Push, a mobile app for small news orgs, to be explained at 2017 LION Summit
Christopher Guess, a Reynolds Journalism Institute fellow working on "Push," a mobile app for small news organizations, will be among
Christopher Guess, a Reynolds Journalism Institute fellow working on "Push," a mobile app for small news organizations, will be among the speakers at the 2017 LION Summit, the country's largest gathering of local independent online news publishers Oct. 26-28 at Columbia College in Chicago. We asked him for a preview.
1. What is the problem you are trying to solve with development of Push?
As a small newsroom, getting into a reader's daily routine is very difficult. Retaining daily or weekly readership is very difficult if you only rely on people to remember to come to your site. Using social media to promote your work is expensive and time-consuming. Push notifications can help get around this. However, it's only possible to use via a mobile app (web pushes don't really work and are a very young technology).
The rub is that to get an app is almost certainly outside of any small- or medium-sized news organization's budget and expertise. Push solves that problem by making it cheap and fast.
2. What unique issues do small news organizations face when it comes to mobile publishing and readership?
Small news organizations are limited by staff, money, and expertise.
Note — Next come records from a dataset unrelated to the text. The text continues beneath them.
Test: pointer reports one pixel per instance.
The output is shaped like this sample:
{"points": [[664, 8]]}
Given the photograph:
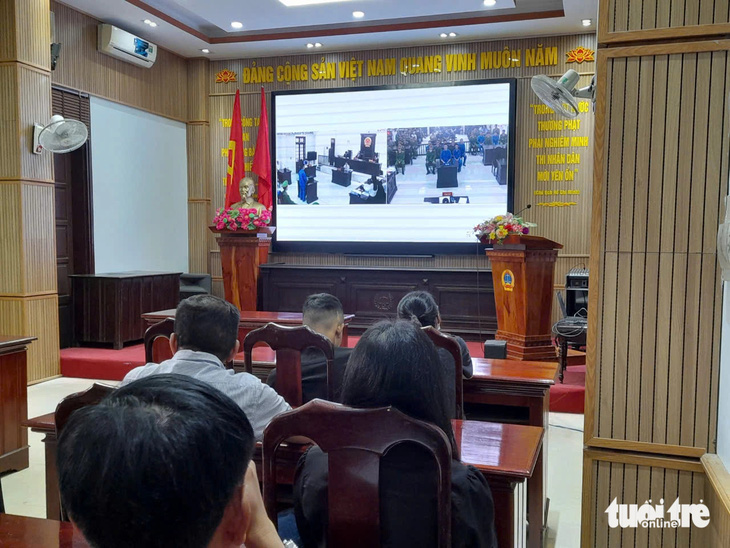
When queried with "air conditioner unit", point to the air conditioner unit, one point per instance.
{"points": [[125, 46]]}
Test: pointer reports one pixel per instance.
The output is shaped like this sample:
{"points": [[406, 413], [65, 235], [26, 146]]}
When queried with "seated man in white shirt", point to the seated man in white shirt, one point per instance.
{"points": [[205, 337]]}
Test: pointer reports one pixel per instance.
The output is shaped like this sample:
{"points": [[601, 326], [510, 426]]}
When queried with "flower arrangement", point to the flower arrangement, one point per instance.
{"points": [[241, 219], [496, 229]]}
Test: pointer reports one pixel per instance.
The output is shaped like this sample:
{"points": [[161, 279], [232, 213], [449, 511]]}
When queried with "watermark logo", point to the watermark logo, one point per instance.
{"points": [[650, 516]]}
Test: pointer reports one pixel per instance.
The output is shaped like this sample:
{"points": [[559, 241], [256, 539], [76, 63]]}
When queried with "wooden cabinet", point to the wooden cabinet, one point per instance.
{"points": [[108, 308], [465, 297], [13, 403]]}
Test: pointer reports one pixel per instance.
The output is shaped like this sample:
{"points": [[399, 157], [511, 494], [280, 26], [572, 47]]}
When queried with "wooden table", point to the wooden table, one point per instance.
{"points": [[250, 320], [518, 383], [107, 307], [13, 403], [23, 532], [506, 454]]}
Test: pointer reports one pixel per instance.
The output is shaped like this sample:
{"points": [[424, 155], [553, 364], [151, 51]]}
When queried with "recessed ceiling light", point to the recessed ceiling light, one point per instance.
{"points": [[291, 3]]}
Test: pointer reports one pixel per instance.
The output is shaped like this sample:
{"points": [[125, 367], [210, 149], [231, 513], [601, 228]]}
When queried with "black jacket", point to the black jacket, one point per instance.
{"points": [[314, 373], [407, 504]]}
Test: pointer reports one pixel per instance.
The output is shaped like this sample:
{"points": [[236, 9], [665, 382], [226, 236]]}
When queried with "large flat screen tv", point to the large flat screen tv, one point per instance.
{"points": [[398, 170]]}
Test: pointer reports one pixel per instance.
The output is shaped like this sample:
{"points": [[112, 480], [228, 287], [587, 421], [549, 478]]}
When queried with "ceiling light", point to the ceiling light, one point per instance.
{"points": [[292, 3]]}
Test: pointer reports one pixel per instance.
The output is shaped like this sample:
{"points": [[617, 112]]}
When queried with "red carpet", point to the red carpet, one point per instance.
{"points": [[106, 364]]}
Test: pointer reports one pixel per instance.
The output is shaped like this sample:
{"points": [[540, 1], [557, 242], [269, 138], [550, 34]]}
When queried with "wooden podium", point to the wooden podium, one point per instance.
{"points": [[523, 269], [242, 252]]}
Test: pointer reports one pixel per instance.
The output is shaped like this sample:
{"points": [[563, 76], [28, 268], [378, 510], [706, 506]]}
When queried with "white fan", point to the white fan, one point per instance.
{"points": [[59, 136], [560, 95]]}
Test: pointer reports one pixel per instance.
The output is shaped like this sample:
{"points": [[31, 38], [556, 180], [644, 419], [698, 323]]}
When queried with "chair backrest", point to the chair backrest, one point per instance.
{"points": [[158, 353], [76, 401], [288, 343], [450, 344], [355, 440], [156, 350]]}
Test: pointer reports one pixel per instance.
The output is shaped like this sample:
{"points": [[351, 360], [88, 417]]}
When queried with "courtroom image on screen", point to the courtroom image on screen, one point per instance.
{"points": [[419, 152]]}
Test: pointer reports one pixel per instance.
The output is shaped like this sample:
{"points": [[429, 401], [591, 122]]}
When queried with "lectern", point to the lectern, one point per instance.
{"points": [[523, 270], [242, 252]]}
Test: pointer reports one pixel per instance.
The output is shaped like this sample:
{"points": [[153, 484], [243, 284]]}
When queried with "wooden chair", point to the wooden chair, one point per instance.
{"points": [[72, 403], [288, 343], [162, 329], [355, 440], [449, 343], [157, 353]]}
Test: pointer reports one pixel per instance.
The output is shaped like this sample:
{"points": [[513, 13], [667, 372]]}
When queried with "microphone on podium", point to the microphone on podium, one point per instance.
{"points": [[528, 206]]}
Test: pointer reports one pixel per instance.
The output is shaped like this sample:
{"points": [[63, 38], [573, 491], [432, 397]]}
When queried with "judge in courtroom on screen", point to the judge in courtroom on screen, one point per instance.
{"points": [[395, 364], [322, 313], [163, 461], [206, 337]]}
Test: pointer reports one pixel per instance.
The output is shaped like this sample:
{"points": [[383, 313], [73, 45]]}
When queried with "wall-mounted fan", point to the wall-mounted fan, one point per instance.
{"points": [[59, 136], [560, 95]]}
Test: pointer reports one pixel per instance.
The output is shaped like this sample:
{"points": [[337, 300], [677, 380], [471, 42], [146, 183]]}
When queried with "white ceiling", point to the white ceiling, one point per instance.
{"points": [[213, 17]]}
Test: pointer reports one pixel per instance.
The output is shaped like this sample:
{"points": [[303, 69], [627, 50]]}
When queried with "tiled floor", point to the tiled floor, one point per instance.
{"points": [[25, 491]]}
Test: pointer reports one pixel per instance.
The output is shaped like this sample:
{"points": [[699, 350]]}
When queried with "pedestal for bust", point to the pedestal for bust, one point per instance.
{"points": [[242, 251], [523, 271]]}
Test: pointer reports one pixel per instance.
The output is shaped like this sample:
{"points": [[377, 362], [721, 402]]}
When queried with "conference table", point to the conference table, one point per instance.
{"points": [[506, 454], [519, 384], [24, 532]]}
They may want an app, but they don't have the money to pay a developer to build one from scratch, they don't have the expertise to manage the development of one, and they don't have the staff to maintain it.
3. Where do you think we stand on the question of whether to go the app route or focus on a single mobile-responsive or mobile-optimized website? What are the pros and cons of investing in apps?
I think you need both. You need a mobile-optimized site so that when people share an article their friends can reasonably read it on on their iPhone. You need a mobile app for readers who want to stay up-to-date on your content. Retaining readership and returns on a desktop site has proven difficult enough over the last decade, and on a mobile device it's even more difficult to convince someone to type in your URL every day.
Mobile apps provide a faster, cleaner, and lower-bandwidth experience. Push caches stories and photos offline, allowing consumers to read the stories even if they're out of data range. In this caching, the images are resized and the text is standardized so the stories load faster on mobile devices, especially in rural areas with low bandwidth. Mobile apps allow for push notifications, letting you reach your users any time that you wish, and not relying on Facebook or Twitter algorithms to surface them when they feel like it.
4. What is your advice or admonition to publishers who are not focusing on mobile because they're overwhelmed by the development involved?
Come talk to me. Push is a system that's designed to be up and running in days, not months, and to be hands-off in production. Unless you want to send a push notification out your editors should never even have to remember the app exists.